Daripada mengatakan bahwa Arana masih sering memikirkan Armeda selama bertahun-tahun, Arana memilih untuk mengalihkan dengan
melanjutkan untuk membicarakan tentang perjalanan hidup mereka, mimpi-mimpi, dan pencapaian masing-masing.Arana memeperhatikan Armeda yang menatap jam di ponselnya, ternyata Armeda hari ini juga harus balik ke Yogyakarta, tidak bisa lama-lama.
"Sudah waktunya balik?" tanya Arana inisiatif,
Armeda menganggukan kepalanya perlahan, ia tersenyum dan memasang wajah melas
"Maaf Arana, karena aku harus berangkat."
"Justru aku berterimakasih, karena kamu masih nyempetin waktu buat ketemu." sahut Arana tidak enak.
Armeda menyesap kopinya, dan menatap Arana dalam seperti tatapan yang selalu Arana rindukan.
"Senang bertemu denganmu kembali, Arana."
"Hubungi aku lagi jika kamu butuh teman, aku selalu bersedia, kok." ucap Armeda,
Arana tertawa tipis, "Kamu juga, ya."
Mereka berdua berjalan keluar dari kafe, Armeda melambaikan tangannya pergi meninggalkan Arana yang masih termenung didepan Kafe.

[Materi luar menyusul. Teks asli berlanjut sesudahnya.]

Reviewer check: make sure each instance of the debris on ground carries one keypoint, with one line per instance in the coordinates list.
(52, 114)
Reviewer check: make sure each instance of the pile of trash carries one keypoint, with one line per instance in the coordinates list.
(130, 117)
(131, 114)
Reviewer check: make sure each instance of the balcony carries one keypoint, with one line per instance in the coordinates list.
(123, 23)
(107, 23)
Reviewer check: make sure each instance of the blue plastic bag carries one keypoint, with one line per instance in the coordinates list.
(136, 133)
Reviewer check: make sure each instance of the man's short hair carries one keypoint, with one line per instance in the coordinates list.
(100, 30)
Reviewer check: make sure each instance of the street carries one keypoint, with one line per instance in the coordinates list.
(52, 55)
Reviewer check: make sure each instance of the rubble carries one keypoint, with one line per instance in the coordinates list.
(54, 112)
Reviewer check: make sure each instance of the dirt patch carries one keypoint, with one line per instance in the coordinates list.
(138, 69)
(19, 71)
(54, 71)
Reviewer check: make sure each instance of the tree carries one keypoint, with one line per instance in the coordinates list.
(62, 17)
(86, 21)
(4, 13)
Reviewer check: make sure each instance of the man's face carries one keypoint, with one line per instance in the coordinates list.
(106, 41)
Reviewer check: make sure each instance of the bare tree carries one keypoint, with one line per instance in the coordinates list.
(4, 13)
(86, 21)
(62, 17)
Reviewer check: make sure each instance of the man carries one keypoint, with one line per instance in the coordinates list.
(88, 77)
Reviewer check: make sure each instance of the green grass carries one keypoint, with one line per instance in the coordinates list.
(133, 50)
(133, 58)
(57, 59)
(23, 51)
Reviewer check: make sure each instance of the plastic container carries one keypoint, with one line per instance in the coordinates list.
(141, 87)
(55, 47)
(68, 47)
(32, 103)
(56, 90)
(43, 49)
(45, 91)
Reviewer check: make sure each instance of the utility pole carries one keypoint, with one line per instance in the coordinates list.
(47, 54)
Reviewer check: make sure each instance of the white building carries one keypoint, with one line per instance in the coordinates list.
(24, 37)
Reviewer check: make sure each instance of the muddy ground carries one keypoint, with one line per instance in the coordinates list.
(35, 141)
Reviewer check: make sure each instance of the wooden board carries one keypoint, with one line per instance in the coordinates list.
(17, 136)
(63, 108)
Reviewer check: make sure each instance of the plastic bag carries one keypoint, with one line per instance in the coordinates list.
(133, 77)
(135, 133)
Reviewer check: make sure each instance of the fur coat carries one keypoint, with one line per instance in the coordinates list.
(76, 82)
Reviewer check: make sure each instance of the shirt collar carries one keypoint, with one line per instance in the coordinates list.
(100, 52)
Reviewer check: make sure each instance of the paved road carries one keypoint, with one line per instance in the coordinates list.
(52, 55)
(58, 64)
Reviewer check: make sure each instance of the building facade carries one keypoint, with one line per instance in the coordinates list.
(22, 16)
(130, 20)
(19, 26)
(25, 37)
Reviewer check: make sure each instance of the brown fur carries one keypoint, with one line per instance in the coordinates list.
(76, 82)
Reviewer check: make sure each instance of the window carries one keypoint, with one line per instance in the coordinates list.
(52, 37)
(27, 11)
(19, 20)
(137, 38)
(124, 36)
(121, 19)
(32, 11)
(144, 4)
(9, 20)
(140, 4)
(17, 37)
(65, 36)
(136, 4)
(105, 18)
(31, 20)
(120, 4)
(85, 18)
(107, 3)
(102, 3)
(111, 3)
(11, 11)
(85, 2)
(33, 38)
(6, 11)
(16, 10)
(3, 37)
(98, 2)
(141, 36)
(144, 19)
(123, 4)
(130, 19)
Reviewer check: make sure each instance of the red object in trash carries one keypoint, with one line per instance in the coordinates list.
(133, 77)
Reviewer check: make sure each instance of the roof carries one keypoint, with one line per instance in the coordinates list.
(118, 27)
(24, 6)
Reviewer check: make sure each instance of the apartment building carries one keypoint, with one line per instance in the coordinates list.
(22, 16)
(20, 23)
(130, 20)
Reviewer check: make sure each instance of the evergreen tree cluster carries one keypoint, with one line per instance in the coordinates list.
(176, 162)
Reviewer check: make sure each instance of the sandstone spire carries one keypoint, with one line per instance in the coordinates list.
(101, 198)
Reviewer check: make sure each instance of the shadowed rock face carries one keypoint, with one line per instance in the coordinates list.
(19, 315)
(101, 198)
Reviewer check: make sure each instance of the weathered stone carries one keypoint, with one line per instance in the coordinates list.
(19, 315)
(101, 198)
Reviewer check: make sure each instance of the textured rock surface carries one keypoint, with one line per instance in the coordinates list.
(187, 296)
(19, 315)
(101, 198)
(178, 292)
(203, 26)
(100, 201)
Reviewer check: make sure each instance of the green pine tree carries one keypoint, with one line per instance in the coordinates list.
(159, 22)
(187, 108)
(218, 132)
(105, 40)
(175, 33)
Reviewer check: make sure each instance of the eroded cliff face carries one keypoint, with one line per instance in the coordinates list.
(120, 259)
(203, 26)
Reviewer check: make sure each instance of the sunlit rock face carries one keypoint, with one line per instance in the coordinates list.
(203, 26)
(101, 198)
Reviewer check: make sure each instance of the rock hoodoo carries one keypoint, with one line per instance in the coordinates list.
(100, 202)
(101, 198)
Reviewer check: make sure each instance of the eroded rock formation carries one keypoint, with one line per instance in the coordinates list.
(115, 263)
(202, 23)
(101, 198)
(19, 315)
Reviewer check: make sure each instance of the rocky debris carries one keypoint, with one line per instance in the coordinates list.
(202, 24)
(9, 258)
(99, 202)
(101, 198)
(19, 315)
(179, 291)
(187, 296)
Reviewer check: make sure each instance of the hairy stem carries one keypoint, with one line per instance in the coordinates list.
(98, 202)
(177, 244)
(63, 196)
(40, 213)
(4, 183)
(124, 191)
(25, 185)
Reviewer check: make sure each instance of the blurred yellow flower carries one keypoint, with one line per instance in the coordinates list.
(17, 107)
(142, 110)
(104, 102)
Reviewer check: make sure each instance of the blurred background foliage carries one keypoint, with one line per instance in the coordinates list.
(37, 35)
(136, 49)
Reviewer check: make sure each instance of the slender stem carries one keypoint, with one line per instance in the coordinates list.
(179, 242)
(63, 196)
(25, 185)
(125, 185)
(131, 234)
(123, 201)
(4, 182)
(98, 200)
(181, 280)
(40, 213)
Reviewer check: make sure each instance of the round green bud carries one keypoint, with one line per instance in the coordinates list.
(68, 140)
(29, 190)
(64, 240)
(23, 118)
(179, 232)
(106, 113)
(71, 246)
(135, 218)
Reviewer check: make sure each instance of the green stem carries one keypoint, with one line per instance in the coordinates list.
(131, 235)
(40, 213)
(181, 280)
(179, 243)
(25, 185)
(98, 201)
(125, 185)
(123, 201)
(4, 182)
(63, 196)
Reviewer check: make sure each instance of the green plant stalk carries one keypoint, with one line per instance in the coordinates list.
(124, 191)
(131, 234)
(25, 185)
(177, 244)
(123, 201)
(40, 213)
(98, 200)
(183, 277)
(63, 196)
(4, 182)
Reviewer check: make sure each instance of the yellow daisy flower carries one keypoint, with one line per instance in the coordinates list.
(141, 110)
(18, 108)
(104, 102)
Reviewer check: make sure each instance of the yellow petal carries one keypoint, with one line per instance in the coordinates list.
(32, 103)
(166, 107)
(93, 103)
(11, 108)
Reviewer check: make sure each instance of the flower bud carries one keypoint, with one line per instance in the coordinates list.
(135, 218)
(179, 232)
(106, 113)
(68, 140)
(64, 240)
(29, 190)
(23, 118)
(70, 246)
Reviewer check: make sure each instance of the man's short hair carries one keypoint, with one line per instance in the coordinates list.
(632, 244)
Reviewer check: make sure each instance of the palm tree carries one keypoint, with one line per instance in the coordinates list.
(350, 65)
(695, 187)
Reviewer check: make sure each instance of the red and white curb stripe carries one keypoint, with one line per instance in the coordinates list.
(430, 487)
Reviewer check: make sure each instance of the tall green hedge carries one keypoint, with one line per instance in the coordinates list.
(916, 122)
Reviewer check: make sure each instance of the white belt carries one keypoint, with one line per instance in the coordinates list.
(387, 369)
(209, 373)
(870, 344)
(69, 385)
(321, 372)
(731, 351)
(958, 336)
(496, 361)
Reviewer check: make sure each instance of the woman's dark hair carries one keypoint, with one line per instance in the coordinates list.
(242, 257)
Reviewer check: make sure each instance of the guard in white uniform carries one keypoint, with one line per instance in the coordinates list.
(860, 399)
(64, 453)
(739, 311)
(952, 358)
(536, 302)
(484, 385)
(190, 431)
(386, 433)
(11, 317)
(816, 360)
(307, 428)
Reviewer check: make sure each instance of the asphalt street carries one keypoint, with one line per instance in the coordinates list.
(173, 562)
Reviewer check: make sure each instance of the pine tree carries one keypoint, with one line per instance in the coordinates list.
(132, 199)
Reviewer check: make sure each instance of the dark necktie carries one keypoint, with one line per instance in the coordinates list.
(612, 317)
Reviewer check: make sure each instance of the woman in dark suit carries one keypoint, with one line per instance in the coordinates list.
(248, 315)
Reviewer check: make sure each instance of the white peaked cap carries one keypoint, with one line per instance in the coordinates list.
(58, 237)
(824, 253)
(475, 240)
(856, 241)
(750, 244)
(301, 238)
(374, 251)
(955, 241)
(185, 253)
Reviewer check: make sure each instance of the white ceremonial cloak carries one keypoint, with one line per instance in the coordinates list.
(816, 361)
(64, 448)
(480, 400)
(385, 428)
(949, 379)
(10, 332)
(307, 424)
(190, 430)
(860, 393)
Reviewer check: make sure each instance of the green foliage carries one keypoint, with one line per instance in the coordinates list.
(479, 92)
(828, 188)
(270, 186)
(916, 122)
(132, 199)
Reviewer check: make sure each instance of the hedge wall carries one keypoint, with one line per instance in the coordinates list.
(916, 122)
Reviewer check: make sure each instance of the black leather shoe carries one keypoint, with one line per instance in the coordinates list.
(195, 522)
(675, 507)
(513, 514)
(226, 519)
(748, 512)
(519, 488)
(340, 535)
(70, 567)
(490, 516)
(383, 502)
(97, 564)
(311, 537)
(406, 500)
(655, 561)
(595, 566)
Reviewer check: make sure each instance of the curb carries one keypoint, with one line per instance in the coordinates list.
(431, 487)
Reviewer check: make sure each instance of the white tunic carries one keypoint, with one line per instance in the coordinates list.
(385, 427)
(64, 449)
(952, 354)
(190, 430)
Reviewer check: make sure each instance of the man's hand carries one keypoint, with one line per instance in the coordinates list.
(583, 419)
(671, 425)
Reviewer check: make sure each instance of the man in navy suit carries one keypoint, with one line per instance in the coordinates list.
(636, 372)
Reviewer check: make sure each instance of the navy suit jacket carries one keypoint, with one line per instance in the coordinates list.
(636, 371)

Menurut Arana Pertemuan itu berakhir dengan hangat. Mereka merencanakan untuk tetap menjaga kontak, sebagai teman yang dewasa dan menghormati satu sama lain. Meskipun takdir membawa mereka ke arah yang berbeda. Setelah pulang, Arana memutuskan memesan tiket untuk kembali meninggalkan kota ini lagi.
Sial, bagaimana aku bisa lega jika ternyata perasaanku masih sama seperti ini.